Elle a 14 ans, eux 20 et 21. S’ils nient les paroles dégradantes et les gestes violents décrits par Julie, tous reconnaissent les relations sexuelles… mais expliquent avoir « cédé » aux assauts de celle-ci, qui se serait même « agrippée au pantalon » de l’un d’eux.

Pierre C., pour être intervenu régulièrement lors des crises de Julie, connaissait pertinemment sa fragilité, ainsi que son âge.

Sur ce point, les deux autres assurent avoir eu des doutes et questionné leur hôte, qui leur aurait répondu :

« T’inquiète. »

Un flou qui pourrait leur permettre de solliciter la relaxe, la notion d’autorité n’ayant même pas été retenue par la justice, « alors même que tous ces pompiers venaient la chercher en uniforme », soupire Me Emmanuel Daoud, avocat de Julie

« Il aurait dû, à partir du moment où il a su qu’elle avait 14 ans, cesser la relation, qui n’était d’ailleurs pas que sexuelle, plaide Me Daphné Pugliesi, l’avocate de Pierre C.

Mais il ignorait qu’elle prenait un traitement ou qu’elle avait fait des passages en hôpital psychiatrique », détaille la pénaliste

Étiquetée coche (pour cochonne) dans les casernes du sud francilien

« Comment est-il envisageable de soutenir qu’on ne s’est rendu compte de rien, ni de son âge, ni de son état ?

On parle d’une enfant malade, soumise alors à un traitement lourd – anxiolytiques, neuroleptiques, antidépresseurs –, qui à l’époque avait déjà fait neuf tentatives de suicide.

Qu’il ne leur soit, à aucun moment, venu à l’esprit que quelque chose clochait en dit long sur leur appréhension du consentement », se désole Me Daoud, qui a également lancé un recours (non suspensif) auprès de la Cour européenne des Droits de l’homme pour obtenir la requalification en viol.

L’avocat conteste en effet le raisonnement ayant jusque-là prévalu, qui se basait notamment sur une expertise psychiatrique évoquant une « propension à la fabulation » de Julie qui, en cours d’instruction, avait fait plusieurs dénonciations mensongères. Sa demande de contre-expertise avait, à l’époque, été refusée.

La justice avait également estimé que les nombreuses relations avec d’autres pompiers, qu’elle avait pu un temps présenter comme « consenties », affaiblissait aussi ses accusations.

Me Daoud entend bien, pourtant, que ces autres pompiers répondent de leurs actes : il a déposé une plainte avec constitution de partie civile contre 13 d’entre eux.

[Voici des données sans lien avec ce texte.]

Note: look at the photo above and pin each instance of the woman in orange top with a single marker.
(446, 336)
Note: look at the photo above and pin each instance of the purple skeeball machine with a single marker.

Si beaucoup prétendent avoir été « démarchés » par Julie, celle-ci a toujours expliqué avoir subi une énorme pression, recevant des demandes de toutes parts.

Comme l’ont reconnu, sans gêne, plusieurs de ces pompiers, ses coordonnées circulaient alors dans les casernes du sud de l’Île-de-France, où elle était étiquetée « coche » (diminutif de « cochonne »)

Julie reconnaît de son côté être parfois allée elle-même au-devant de ces relations pour « se faire du mal ».

« C’était comme me couper », avait-elle déclaré, alors en proie à de graves troubles psychologiques, et à des conduites à risque.

Ce qui n’a dérangé aucun de ces pompiers quand il s’est agi d’avoir des relations avec une gamine dans des parcs publics, des parkings, sur des capots de voiture et même dans les toilettes de son hôpital psychiatrique…

En 2021, la loi a été modifiée : un adulte ne peut se prévaloir du consentement sexuel d’un mineur s’il a moins de 15 ans.

Mais celle-ci n’étant pas rétroactive, Julie ne peut pas en bénéficier.

« Si les mêmes faits se produisaient aujourd’hui, le débat serait déjà tranché », souligne Me Daoud.